Proposition: The appropriation and use of technology into curriculum requires a recasting of the role of academics within universities.
Recommendation: Since almost all staff are involved in teaching online, appropriate selection criteria, probation criteria, performance indicators and a commitment to professional development in e-teaching by institutions and their staff are imperative.
Proposition: Teaching online has numerous definitions and perceived understandings. There is an inconsistent terminology and staff cannot articulate or communicate the multitude of issues involved in their teaching.
Recommendation: Define clearly what it means in each program to teach online for staff, learn online for students and manage staff allocation within higher education institutions so that all stakeholders as well as Finance Officers can participate in workload model development.
Proposition: 2011 has seen a surge of concern about the impact of online purchasing (especially from overseas) on the Australian economy, with bricks and mortar businesses being threatened. Many see this as a precursor to online services supplanting physical service industries, including higher education; among these are some Vice Chancellors (Campus Review, 27 June 2011) and the majority of IT executives, including Bill Gates. Others are more sanguine, envisaging a future where the campus still attracts school leavers seeking a vestigial ‘university experience’, through a blended education of independent learning online plus some face-to-face interactions, but where the majority of adults transact their learning ‘at a distance’. For the moment at least, the blended model remains the predominant ‘delivery’ mode in higher education, despite an increasing number of fully online programs.
Recommendation: Develop Workload Allocation Models (WAMs) which acknowledge the greater number of tasks associated with a blended pedagogy, as indicated in table 1 in Part 2, reproduced below.
If and until a wholly disaggregated model of academic work (separating the discrete tasks of content expert, educational developer, multimedia designer, graphic designer, tutor and marker) is adopted (as is suggested by successful models such as in the OUUK), institutions must acknowledge in their workload models the greater number of tasks associated with online and blended development and delivery. Teaching workloads need to be adjusted to acknowledge the greater number of tasks associated with new technologies being incorporated into education systems.

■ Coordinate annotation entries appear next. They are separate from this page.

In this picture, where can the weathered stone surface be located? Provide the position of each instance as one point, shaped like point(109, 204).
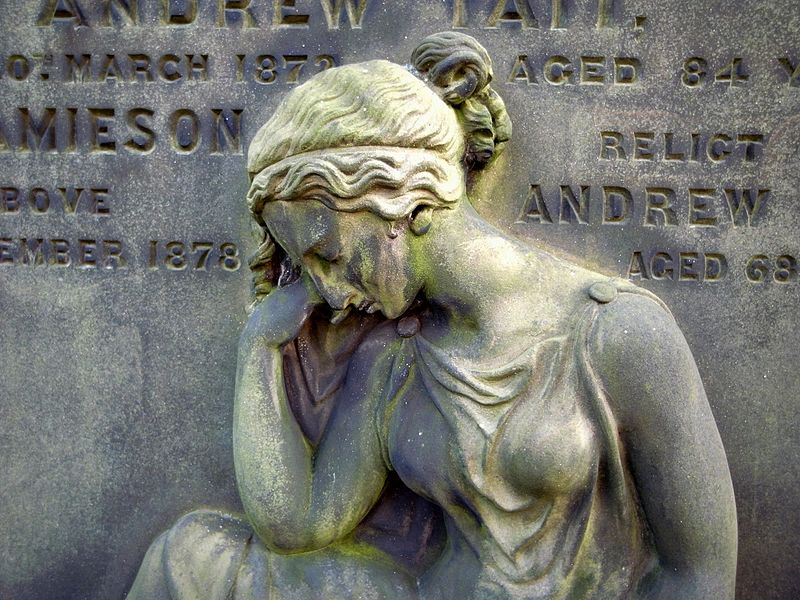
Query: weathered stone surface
point(660, 146)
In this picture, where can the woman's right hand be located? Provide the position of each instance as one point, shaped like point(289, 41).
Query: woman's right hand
point(278, 317)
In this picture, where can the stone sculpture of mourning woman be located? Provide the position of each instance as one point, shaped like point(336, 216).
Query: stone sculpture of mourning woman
point(429, 408)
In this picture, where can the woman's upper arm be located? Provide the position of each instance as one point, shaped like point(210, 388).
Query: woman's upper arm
point(349, 467)
point(671, 441)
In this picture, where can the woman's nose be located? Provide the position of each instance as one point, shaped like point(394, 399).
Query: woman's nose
point(335, 294)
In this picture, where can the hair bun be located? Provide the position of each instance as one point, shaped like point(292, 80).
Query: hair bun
point(459, 68)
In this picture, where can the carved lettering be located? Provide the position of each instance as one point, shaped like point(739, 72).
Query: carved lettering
point(125, 12)
point(518, 13)
point(284, 18)
point(535, 210)
point(717, 148)
point(178, 12)
point(333, 11)
point(682, 267)
point(236, 11)
point(792, 71)
point(574, 210)
point(62, 11)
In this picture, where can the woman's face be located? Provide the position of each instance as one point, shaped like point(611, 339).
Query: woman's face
point(350, 256)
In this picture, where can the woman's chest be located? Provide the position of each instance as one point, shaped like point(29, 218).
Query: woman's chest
point(538, 445)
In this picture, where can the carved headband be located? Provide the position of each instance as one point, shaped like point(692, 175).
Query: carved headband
point(345, 179)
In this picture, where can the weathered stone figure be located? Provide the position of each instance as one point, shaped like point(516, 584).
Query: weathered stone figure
point(550, 422)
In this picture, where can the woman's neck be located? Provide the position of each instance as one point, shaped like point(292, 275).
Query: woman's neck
point(477, 280)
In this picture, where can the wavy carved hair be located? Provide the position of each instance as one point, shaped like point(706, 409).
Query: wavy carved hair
point(375, 124)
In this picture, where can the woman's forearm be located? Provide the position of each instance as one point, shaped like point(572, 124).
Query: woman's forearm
point(273, 459)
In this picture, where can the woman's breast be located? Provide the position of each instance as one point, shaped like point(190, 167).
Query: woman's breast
point(543, 448)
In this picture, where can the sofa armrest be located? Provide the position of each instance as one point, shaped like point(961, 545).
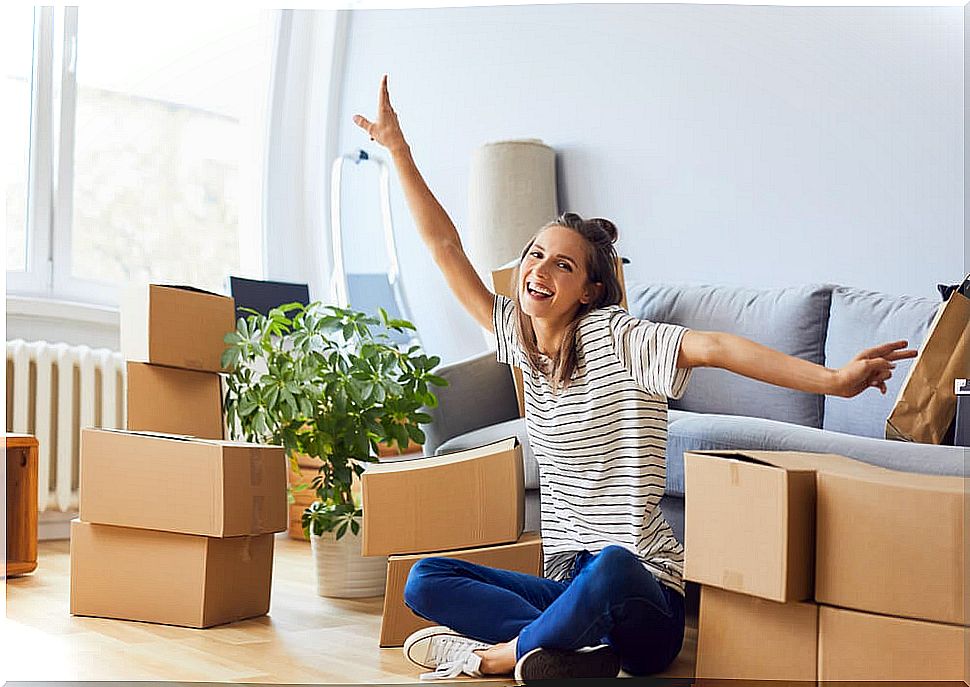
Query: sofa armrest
point(480, 393)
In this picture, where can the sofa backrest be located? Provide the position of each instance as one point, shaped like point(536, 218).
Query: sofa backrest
point(792, 320)
point(862, 319)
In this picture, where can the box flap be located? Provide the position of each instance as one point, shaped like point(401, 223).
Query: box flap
point(777, 459)
point(194, 289)
point(402, 464)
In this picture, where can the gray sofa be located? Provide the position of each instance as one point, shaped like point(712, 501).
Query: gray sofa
point(823, 323)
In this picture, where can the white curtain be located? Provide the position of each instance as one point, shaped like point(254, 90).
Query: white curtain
point(308, 66)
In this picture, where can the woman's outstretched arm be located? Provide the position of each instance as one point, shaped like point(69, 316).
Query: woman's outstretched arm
point(435, 227)
point(871, 367)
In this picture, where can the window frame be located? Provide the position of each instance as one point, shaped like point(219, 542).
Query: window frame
point(50, 184)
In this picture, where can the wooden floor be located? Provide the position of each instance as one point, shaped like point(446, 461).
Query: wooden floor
point(304, 639)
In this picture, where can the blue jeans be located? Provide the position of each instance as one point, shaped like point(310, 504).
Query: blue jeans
point(609, 598)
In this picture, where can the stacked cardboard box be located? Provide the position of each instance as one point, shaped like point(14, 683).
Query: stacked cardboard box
point(172, 340)
point(467, 505)
point(817, 567)
point(176, 525)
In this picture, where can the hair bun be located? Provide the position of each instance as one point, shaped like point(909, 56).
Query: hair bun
point(607, 227)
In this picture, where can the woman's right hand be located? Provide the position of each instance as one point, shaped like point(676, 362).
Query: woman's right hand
point(386, 130)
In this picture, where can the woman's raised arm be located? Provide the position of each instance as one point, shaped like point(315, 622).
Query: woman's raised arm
point(435, 227)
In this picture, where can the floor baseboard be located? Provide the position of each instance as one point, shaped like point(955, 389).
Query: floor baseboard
point(52, 525)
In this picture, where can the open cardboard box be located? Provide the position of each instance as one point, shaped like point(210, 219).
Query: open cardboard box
point(178, 326)
point(175, 401)
point(458, 500)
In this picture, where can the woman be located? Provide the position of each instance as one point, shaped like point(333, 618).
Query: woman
point(596, 383)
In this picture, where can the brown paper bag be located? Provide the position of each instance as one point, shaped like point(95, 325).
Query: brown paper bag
point(926, 403)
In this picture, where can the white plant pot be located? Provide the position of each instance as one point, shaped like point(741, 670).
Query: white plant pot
point(342, 572)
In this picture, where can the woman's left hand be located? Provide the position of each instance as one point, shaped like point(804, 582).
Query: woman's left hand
point(871, 367)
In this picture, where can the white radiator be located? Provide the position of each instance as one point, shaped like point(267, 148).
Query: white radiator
point(53, 390)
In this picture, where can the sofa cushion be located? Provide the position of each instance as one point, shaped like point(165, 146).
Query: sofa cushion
point(497, 432)
point(862, 319)
point(792, 320)
point(696, 432)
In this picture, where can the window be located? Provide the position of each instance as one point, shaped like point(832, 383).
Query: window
point(16, 40)
point(157, 118)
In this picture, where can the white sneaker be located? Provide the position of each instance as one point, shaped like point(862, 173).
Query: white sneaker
point(448, 653)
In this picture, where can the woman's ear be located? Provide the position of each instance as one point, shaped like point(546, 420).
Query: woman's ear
point(592, 293)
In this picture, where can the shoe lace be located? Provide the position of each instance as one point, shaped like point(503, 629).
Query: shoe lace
point(453, 655)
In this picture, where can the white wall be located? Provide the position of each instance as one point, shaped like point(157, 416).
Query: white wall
point(731, 144)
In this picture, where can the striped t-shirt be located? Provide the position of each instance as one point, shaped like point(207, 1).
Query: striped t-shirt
point(601, 442)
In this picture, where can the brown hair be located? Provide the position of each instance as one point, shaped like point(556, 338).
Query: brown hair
point(600, 235)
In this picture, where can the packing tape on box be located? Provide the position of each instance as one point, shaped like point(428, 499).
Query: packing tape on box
point(255, 468)
point(258, 519)
point(255, 480)
point(732, 579)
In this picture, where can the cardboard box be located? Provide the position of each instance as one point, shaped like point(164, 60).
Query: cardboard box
point(862, 646)
point(181, 484)
point(399, 621)
point(750, 523)
point(178, 326)
point(744, 637)
point(894, 543)
point(502, 284)
point(175, 401)
point(161, 577)
point(460, 500)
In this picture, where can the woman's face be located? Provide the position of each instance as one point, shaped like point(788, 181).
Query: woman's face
point(553, 280)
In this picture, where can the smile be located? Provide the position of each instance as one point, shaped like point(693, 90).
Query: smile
point(537, 291)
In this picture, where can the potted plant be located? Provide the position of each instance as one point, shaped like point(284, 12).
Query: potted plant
point(328, 382)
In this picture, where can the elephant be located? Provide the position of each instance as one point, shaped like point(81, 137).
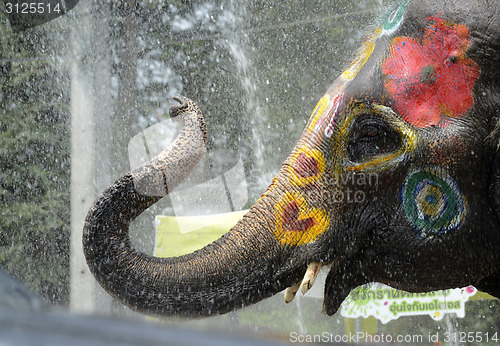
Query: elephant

Greater use should be made of multimedia resources which have already demonstrated their efficacy for teaching complex/threshold/key concepts, so that individual teachers do not have to develop resources on core concepts in their discipline. However, the work involved in locating these resources, and then contextualising them to particular professional and institutional programs should not be under-estimated. A one size unit on Statistics 101 does not fit all programs. For example, of the universities involved in this study, ACU subjects must contain a specific community engagement or social justice component, so any ‘core unit’ curriculum must be adapted.